Clergy increasingly risk violence in U.K.

Published November 1, 2001


More than half of female parish priests are afraid of personal violence as they carry out their duties, a survey of five Anglican dioceses in southern England has found.

Their concerns are shared by almost two in five of their male counterparts.

The priests have good reason for their fears, according to the survey by the Royal Holloway College, University of London. Seven out of 10 respondents had been verbally abused, while 12 per cent had been physically assaulted.

Most of the priests (67 per cent) lived in suburbs rather than the inner city. The survey’s authors point to “growing concern” about violence against clergy and other community-based professionals like doctors and probation officers.

Nick Tolson, who runs National Churchwatch, an advice service aimed at preventing crimes against church people and buildings, has found clergy are increasingly interested in personal safety training.

“The safety problem is particularly acute for women clergy living alone,” Mr.
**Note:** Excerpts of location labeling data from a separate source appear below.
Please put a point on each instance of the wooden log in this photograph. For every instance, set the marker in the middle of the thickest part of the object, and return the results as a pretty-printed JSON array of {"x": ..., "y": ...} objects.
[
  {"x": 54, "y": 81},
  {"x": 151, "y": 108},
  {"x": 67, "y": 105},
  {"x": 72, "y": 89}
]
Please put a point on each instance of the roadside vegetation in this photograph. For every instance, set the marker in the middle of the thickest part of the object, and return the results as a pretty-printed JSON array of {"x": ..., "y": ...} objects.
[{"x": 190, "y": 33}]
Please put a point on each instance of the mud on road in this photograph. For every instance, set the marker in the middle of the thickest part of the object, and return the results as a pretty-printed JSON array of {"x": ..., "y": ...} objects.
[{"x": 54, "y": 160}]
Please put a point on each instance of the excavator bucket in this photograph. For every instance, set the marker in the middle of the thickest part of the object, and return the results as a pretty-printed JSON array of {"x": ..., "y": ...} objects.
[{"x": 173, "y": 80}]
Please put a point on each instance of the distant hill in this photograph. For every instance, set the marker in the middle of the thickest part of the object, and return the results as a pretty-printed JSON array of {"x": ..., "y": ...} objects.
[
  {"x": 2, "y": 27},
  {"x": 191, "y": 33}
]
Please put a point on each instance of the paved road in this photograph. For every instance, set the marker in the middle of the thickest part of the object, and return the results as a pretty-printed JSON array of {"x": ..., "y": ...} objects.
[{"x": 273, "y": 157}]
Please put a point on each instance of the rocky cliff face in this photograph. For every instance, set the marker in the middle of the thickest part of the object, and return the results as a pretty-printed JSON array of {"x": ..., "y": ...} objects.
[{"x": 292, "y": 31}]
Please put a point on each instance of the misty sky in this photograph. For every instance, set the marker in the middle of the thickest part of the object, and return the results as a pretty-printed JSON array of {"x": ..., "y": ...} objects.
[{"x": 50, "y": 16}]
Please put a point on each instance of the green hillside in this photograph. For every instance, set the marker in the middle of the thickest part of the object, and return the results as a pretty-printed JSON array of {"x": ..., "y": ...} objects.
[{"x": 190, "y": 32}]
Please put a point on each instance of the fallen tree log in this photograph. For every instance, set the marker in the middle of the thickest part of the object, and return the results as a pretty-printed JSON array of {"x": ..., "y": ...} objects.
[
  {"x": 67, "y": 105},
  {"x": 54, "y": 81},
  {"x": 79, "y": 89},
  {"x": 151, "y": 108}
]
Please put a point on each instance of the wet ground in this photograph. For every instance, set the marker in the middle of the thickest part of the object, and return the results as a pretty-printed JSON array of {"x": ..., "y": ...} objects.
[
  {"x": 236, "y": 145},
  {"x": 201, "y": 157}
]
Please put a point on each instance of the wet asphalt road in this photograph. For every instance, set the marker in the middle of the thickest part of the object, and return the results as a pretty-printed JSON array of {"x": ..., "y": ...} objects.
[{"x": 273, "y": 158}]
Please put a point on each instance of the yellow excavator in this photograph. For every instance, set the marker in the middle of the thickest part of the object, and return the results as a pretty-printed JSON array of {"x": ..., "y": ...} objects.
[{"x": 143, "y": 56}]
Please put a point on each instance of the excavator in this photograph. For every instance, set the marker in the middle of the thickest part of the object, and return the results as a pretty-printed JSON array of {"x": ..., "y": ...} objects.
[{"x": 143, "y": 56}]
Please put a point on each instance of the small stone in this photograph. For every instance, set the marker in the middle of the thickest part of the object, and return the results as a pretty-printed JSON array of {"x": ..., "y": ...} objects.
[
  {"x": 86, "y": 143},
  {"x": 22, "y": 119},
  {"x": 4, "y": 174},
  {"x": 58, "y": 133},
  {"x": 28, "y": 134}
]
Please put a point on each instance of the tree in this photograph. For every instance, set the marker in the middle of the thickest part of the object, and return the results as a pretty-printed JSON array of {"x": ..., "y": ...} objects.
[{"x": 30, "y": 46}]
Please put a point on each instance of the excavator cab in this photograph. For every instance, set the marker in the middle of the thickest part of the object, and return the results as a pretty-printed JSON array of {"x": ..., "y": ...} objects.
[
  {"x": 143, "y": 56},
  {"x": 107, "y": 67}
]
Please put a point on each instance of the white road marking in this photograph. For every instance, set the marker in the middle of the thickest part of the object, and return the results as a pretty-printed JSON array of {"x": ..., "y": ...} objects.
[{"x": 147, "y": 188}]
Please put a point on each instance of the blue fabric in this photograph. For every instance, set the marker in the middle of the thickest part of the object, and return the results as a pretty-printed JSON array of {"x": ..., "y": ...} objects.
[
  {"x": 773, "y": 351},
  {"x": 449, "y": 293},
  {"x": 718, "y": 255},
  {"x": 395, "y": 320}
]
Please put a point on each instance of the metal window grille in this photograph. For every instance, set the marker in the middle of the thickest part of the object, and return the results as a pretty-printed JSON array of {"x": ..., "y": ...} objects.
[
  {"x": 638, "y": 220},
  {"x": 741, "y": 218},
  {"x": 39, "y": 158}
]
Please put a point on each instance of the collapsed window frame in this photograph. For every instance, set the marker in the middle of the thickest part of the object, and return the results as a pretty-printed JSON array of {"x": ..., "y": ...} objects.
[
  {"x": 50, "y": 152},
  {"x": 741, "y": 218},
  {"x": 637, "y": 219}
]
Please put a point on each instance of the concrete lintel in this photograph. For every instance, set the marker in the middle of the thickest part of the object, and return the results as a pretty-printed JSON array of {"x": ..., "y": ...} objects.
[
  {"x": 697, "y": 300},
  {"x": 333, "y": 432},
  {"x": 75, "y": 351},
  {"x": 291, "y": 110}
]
Tolson said.

Clergy homes, often clearly identified, are obvious targets for begging approaches, which sometimes turn violent.

Churches may come increasingly under attack as commercial premises and private homes become more secure.

British government statistics do not specifically identify crime against churches, but National Churchwatch contacted police forces throughout England and Wales. From the replies of 26 forces, it estimated that nationwide in 1999 there were about 460 violent attacks in places of worship. These included at least two murders.

Overall crime against churches and other places of worship, National Churchwatch estimated, was around 18,000 cases (excluding London) in 1999.